Mektubunu aldım ve Urfa maceralarını ilgiyle okudum. Benim oralara gitme şansım hiç olmadı oysa babaannem ve baba tarafım biraz oralardan geliyor. Tabii babam pek bilmiyor küçük yaşlarda İstanbul’a gelmiş. Ama babaannem Urfa ve özellikle de yaşadığı Diyarbakır’ı anlatırdı biraz. Belki de bu nedenle Diyarbakır, Mardin ve Urfa merak ettiğim yerlerin başında geliyor. Bu arada Balıklı Göl’de bir gece geçiren telefonuna çok şaşırdım. Umarım  gerçekten iyi şeyler olur. Çünkü bu toprakların artık bu iyiliğe çok ihtiyacı var. 

Sen buralarda yokken İstanbul şiddetli sayılabilecek bir deprem yaşadı biliyorsun. Ancak ben sokakta olduğum için bir apartmandan kopan küçük beton parçacıkları ve kedilerin hızla kaçışmaları dışında sallantıyı hiç hissetmedim. Apartman eski diye parçaların koptuğunu düşündüm. Oysa deprem evlerde çok hissedilmiş. Yine her zaman olduğu gibi yanlış kentleşme, rant ekonomisi ve bir türlü başlatılamayan deprem çalışmalarıyla siyasi otoritenin zaafları hatırlandı, konuşuldu tartışıldı ve yeni gündemlerle unutulmaya yüz tuttu. Taa ki gelecek depreme kadar… Umalım deprem uzmanlarından birinin söylediği gibi beklenen büyük deprem bu olsun yoksa bu koşullarda İstanbul’un hatta ülkenin varlığı sorgulanır hale gelecek.

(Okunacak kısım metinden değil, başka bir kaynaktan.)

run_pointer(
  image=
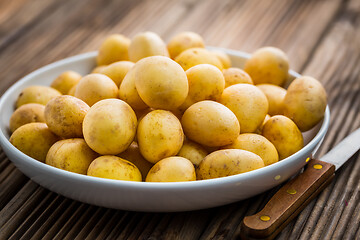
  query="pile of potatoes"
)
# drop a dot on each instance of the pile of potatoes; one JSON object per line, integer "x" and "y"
{"x": 166, "y": 113}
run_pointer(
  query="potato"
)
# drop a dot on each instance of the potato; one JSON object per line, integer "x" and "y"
{"x": 64, "y": 116}
{"x": 161, "y": 82}
{"x": 114, "y": 48}
{"x": 172, "y": 169}
{"x": 34, "y": 139}
{"x": 72, "y": 155}
{"x": 234, "y": 76}
{"x": 146, "y": 44}
{"x": 132, "y": 154}
{"x": 117, "y": 71}
{"x": 268, "y": 65}
{"x": 192, "y": 151}
{"x": 95, "y": 87}
{"x": 284, "y": 134}
{"x": 210, "y": 123}
{"x": 27, "y": 113}
{"x": 305, "y": 102}
{"x": 109, "y": 126}
{"x": 182, "y": 41}
{"x": 36, "y": 94}
{"x": 206, "y": 82}
{"x": 248, "y": 103}
{"x": 159, "y": 135}
{"x": 257, "y": 144}
{"x": 128, "y": 92}
{"x": 275, "y": 96}
{"x": 196, "y": 56}
{"x": 228, "y": 162}
{"x": 113, "y": 167}
{"x": 65, "y": 81}
{"x": 223, "y": 57}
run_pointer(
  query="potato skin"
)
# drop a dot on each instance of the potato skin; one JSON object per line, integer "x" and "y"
{"x": 34, "y": 139}
{"x": 36, "y": 94}
{"x": 114, "y": 167}
{"x": 192, "y": 151}
{"x": 109, "y": 126}
{"x": 64, "y": 116}
{"x": 27, "y": 113}
{"x": 249, "y": 104}
{"x": 234, "y": 76}
{"x": 210, "y": 123}
{"x": 146, "y": 44}
{"x": 159, "y": 135}
{"x": 284, "y": 134}
{"x": 275, "y": 96}
{"x": 268, "y": 65}
{"x": 206, "y": 82}
{"x": 182, "y": 41}
{"x": 172, "y": 169}
{"x": 228, "y": 162}
{"x": 257, "y": 144}
{"x": 95, "y": 87}
{"x": 65, "y": 81}
{"x": 161, "y": 82}
{"x": 72, "y": 155}
{"x": 305, "y": 102}
{"x": 114, "y": 48}
{"x": 196, "y": 56}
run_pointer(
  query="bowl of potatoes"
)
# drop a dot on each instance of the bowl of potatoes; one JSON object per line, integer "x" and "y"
{"x": 142, "y": 125}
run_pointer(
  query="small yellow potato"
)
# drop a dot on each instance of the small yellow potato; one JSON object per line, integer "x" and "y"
{"x": 34, "y": 139}
{"x": 305, "y": 102}
{"x": 172, "y": 169}
{"x": 257, "y": 144}
{"x": 36, "y": 94}
{"x": 114, "y": 167}
{"x": 117, "y": 71}
{"x": 268, "y": 65}
{"x": 284, "y": 134}
{"x": 72, "y": 155}
{"x": 206, "y": 82}
{"x": 64, "y": 116}
{"x": 159, "y": 135}
{"x": 114, "y": 48}
{"x": 109, "y": 127}
{"x": 196, "y": 56}
{"x": 275, "y": 96}
{"x": 228, "y": 162}
{"x": 236, "y": 75}
{"x": 95, "y": 87}
{"x": 132, "y": 154}
{"x": 129, "y": 93}
{"x": 27, "y": 113}
{"x": 223, "y": 57}
{"x": 182, "y": 41}
{"x": 65, "y": 81}
{"x": 161, "y": 82}
{"x": 248, "y": 103}
{"x": 98, "y": 69}
{"x": 192, "y": 151}
{"x": 210, "y": 123}
{"x": 146, "y": 44}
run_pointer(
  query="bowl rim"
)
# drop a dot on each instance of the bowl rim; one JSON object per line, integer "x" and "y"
{"x": 151, "y": 185}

İkinci büyük sarsıntı da son günlerde ruhlarımızda oldu. Barış elçisi olarak gördüğümüz sevgili Sırrı Süreyya Önder’in çok acı kaybıyla gelen bu sarsıntı toplumun her kesiminden gelenleri, öncesinde onun 18 günlük yoğun bakım sürecinde, daha sonra da AKM’deki cenaze töreninde birleştirdi. Siyaset dünyasında yarattığı zeki, esprili, güler yüzlü ve sanatçı kimliğiyle herkesi sarmalayan, sevgi dolu kalbiyle böyle bir politikacı modeli bir daha ne zaman gelir bilmiyoruz. Gezi Parkı’ndaki ağaçların da milletvekili olduğunu söyleyen ve onları korumak için yıkım araçlarının önüne çıkan Sırrı Süreyya’yı unutamayacağız. Ancak ben bu mektupta, bütün bu olumlu özelliklerinin yanı sıra cenaze töreninde kızının yaptığı konuşmayla onun özel alanına, toplumsal cinsiyet temelli bakış açımızla bakmak istiyorum. Kızı Ceren’in babasına ilişkin anlattığı her şey çok anlamlıydı, ancak çok basit birkaç satır beni çok etkiledi. Kimseye kıyamayan, İyiliğe üşenmeyen ve kalp kırmak bir yana,  birinin onurunu kırmaktan çok korkan bu adam bildiğimiz erkek modellerinden ne kadar uzak… 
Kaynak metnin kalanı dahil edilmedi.